Heavy-Ball Momentum Accelerated Actor-Critic With Function Approximation
Yanjie Dong, Haijun Zhang, Gang Wang, Shisheng Cui, Xiping Hu
TL;DR
The paper addresses variance and slow convergence in policy-gradient methods for continuous-state RL by introducing a heavy-ball momentum term into the critic update of an actor-critic framework (HB-A2C). It uses multi-step bootstrapping and a two-timescale online scheme to update actor and critic concurrently, with a linear function approximator for the value function. A new analytical framework bounds gradient bias and optimality drift under Markovian noise, showing that the unified actor-critic recursions converge to an $\epsilon$-stationary point at a rate of ${\cal O}(1/\sqrt{K})$ (with additional ${\cal O}(1/K)$ terms) when the learning rates scale as $\alpha=\Theta(1/\sqrt{K})$ and $\beta=c_5\alpha$. The results reveal how the momentum factor and trajectory length influence convergence, and they provide finite-time guarantees without requiring decaying variance. This work thus offers a principled, momentum-accelerated approach for RL with function approximation in online, Markovian settings, potentially improving data efficiency and convergence speed in continuous control tasks.
Abstract
By using an parametric value function to replace the Monte-Carlo rollouts for value estimation, the actor-critic (AC) algorithms can reduce the variance of stochastic policy gradient so that to improve the convergence rate. While existing works mainly focus on analyzing convergence rate of AC algorithms under Markovian noise, the impacts of momentum on AC algorithms remain largely unexplored. In this work, we first propose a heavy-ball momentum based advantage actor-critic (\mbox{HB-A2C}) algorithm by integrating the heavy-ball momentum into the critic recursion that is parameterized by a linear function. When the sample trajectory follows a Markov decision process, we quantitatively certify the acceleration capability of the proposed HB-A2C algorithm.
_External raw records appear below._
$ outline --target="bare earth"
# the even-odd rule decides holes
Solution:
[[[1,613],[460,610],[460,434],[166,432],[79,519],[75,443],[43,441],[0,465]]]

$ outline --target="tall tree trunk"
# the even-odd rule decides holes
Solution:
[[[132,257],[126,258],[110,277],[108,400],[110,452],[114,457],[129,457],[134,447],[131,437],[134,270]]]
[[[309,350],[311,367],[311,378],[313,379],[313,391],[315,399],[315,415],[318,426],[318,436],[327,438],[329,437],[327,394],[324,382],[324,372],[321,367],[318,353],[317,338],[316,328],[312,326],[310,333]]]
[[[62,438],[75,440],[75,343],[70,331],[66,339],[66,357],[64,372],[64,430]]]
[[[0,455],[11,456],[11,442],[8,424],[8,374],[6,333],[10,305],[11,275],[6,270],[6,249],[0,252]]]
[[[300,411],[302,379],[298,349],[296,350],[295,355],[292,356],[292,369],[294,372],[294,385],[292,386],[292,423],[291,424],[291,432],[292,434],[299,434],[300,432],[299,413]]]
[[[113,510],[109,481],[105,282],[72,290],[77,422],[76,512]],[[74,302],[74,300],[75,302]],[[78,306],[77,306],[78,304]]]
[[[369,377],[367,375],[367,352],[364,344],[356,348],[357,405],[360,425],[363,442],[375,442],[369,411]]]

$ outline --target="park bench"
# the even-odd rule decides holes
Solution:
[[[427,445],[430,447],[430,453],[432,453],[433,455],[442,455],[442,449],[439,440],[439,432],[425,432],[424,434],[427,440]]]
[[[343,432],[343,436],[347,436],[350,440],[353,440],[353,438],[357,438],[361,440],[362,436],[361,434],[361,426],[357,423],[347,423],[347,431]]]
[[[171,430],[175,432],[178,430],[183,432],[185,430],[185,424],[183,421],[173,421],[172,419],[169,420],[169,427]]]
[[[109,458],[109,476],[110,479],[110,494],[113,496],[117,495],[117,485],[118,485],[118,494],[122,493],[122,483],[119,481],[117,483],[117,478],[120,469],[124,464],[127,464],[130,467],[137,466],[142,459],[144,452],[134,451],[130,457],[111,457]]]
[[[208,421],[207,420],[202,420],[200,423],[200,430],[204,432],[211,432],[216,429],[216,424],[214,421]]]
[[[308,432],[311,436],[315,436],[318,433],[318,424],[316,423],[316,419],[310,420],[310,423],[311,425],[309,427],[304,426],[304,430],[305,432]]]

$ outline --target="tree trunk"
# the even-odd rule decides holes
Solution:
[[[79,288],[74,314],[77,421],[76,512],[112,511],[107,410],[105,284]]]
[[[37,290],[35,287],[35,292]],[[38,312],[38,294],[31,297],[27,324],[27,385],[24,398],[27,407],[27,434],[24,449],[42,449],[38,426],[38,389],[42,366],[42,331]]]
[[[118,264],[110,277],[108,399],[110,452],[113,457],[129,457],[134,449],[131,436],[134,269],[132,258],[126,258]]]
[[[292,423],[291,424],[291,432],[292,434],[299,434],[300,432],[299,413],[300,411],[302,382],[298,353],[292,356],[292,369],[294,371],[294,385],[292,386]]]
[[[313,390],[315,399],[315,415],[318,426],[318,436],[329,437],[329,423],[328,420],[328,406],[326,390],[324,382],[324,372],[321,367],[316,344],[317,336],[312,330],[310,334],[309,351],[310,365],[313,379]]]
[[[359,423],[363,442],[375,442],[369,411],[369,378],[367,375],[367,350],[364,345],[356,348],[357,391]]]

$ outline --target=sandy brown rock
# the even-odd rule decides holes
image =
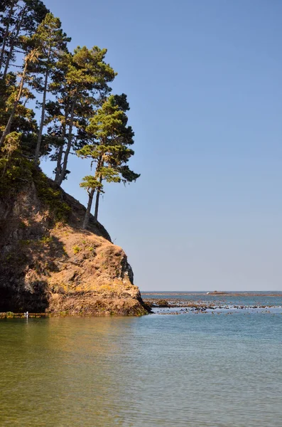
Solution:
[[[64,223],[54,220],[34,182],[0,199],[0,312],[146,313],[124,251],[92,218],[82,231],[84,206],[60,194],[71,208]]]

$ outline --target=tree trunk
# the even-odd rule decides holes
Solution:
[[[14,37],[13,37],[13,38],[11,40],[11,42],[10,50],[9,50],[9,53],[8,53],[7,59],[6,60],[5,70],[4,70],[4,72],[3,73],[3,79],[4,80],[5,79],[6,75],[6,74],[8,73],[9,66],[10,65],[10,60],[11,60],[11,58],[12,54],[13,54],[13,46],[15,45],[15,41],[18,38],[18,33],[19,33],[21,28],[21,23],[23,22],[23,20],[25,11],[26,11],[26,8],[24,8],[22,10],[22,11],[21,11],[21,19],[20,19],[20,20],[18,21],[18,26],[17,26],[17,28],[16,28],[16,35],[15,35]]]
[[[58,184],[59,185],[61,185],[63,181],[65,178],[65,171],[67,170],[67,159],[68,159],[68,156],[69,156],[69,154],[70,152],[70,149],[72,147],[72,127],[73,127],[73,117],[74,117],[74,113],[75,113],[75,107],[76,100],[77,100],[77,95],[75,95],[73,102],[72,102],[72,109],[70,111],[70,126],[69,126],[68,135],[67,135],[67,149],[65,150],[65,156],[64,156],[64,161],[63,162],[62,170],[60,172],[60,176],[58,176],[58,179],[55,180],[55,182],[57,184]]]
[[[102,176],[100,176],[99,182],[102,184]],[[99,211],[99,200],[100,198],[100,190],[98,189],[96,194],[96,202],[95,202],[95,212],[94,214],[94,221],[95,222],[98,221],[98,211]]]
[[[47,93],[47,85],[48,83],[48,76],[49,76],[49,70],[47,68],[46,73],[45,75],[45,82],[44,82],[44,90],[43,90],[43,99],[42,100],[42,110],[41,110],[41,120],[40,125],[38,130],[38,137],[37,139],[37,144],[36,148],[36,155],[34,157],[34,163],[36,164],[38,162],[39,159],[39,153],[40,150],[41,146],[41,139],[42,139],[42,132],[44,126],[44,118],[45,118],[45,105],[46,103],[46,93]]]
[[[64,144],[62,144],[59,148],[59,152],[58,153],[58,159],[57,159],[57,167],[56,167],[56,173],[55,175],[55,182],[58,182],[61,170],[62,170],[62,157],[63,157],[63,152],[64,151]]]
[[[15,102],[13,103],[13,106],[12,110],[11,112],[11,115],[10,115],[10,117],[9,118],[8,123],[6,124],[5,130],[4,130],[4,131],[3,134],[2,134],[2,136],[1,137],[0,147],[1,147],[4,144],[6,137],[10,132],[11,126],[11,124],[13,122],[13,116],[15,115],[15,112],[16,112],[16,107],[18,106],[18,104],[19,102],[19,100],[21,99],[21,94],[22,94],[22,92],[23,92],[23,83],[24,83],[24,79],[25,79],[26,74],[26,70],[27,70],[27,68],[28,68],[28,61],[26,60],[26,65],[25,65],[24,68],[23,68],[23,75],[21,76],[21,80],[19,88],[18,88],[18,95],[17,95],[17,97],[16,98],[16,100],[15,100]]]
[[[4,35],[4,37],[3,37],[3,44],[2,44],[2,48],[1,48],[1,56],[0,56],[0,70],[2,68],[3,60],[4,60],[4,57],[5,55],[6,44],[7,38],[8,38],[8,36],[9,36],[9,30],[10,28],[11,19],[12,14],[13,12],[14,5],[15,5],[15,0],[13,0],[11,4],[10,11],[9,13],[9,16],[8,16],[8,21],[7,21],[7,24],[6,26],[6,31],[5,31],[5,34]]]
[[[86,230],[86,228],[87,228],[87,226],[88,226],[89,218],[90,216],[91,207],[92,206],[93,196],[94,196],[94,192],[95,192],[95,189],[91,189],[91,191],[89,193],[87,207],[85,211],[85,218],[84,218],[83,223],[82,223],[83,230]]]
[[[59,148],[59,151],[58,153],[58,159],[57,159],[57,167],[56,167],[56,173],[55,175],[55,182],[58,182],[61,171],[62,171],[62,157],[63,153],[64,151],[65,147],[65,128],[67,126],[67,111],[65,110],[65,122],[62,125],[63,132],[62,132],[62,139],[64,140],[64,143],[60,145]]]

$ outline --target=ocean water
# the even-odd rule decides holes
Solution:
[[[282,426],[282,309],[2,320],[0,369],[1,426]]]

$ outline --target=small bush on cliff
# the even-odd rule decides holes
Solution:
[[[72,251],[73,251],[74,254],[76,255],[77,253],[80,252],[81,248],[79,246],[74,246],[72,248]]]

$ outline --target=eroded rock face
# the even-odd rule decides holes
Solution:
[[[147,312],[121,248],[62,191],[67,223],[55,223],[33,182],[0,199],[0,312],[136,315]]]

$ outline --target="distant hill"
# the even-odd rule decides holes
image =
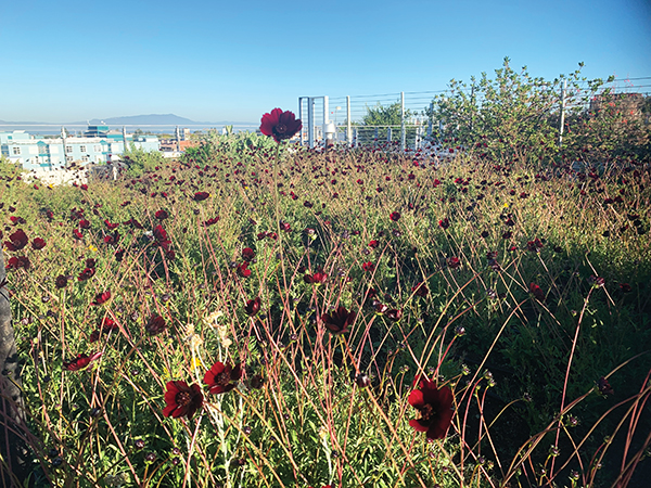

Our theoretical results demonstrate that the proposed HB-A2C finds an $ε$-approximate stationary point with $\oo{ε^{-2}}$ iterations for reinforcement learning tasks with Markovian noise. Moreover, we also reveal the dependence of learning rates on the length of the sample trajectory. By carefully selecting the momentum factor of the critic recursion, the proposed HB-A2C can balance the errors introduced by the initialization and the stoschastic approximation.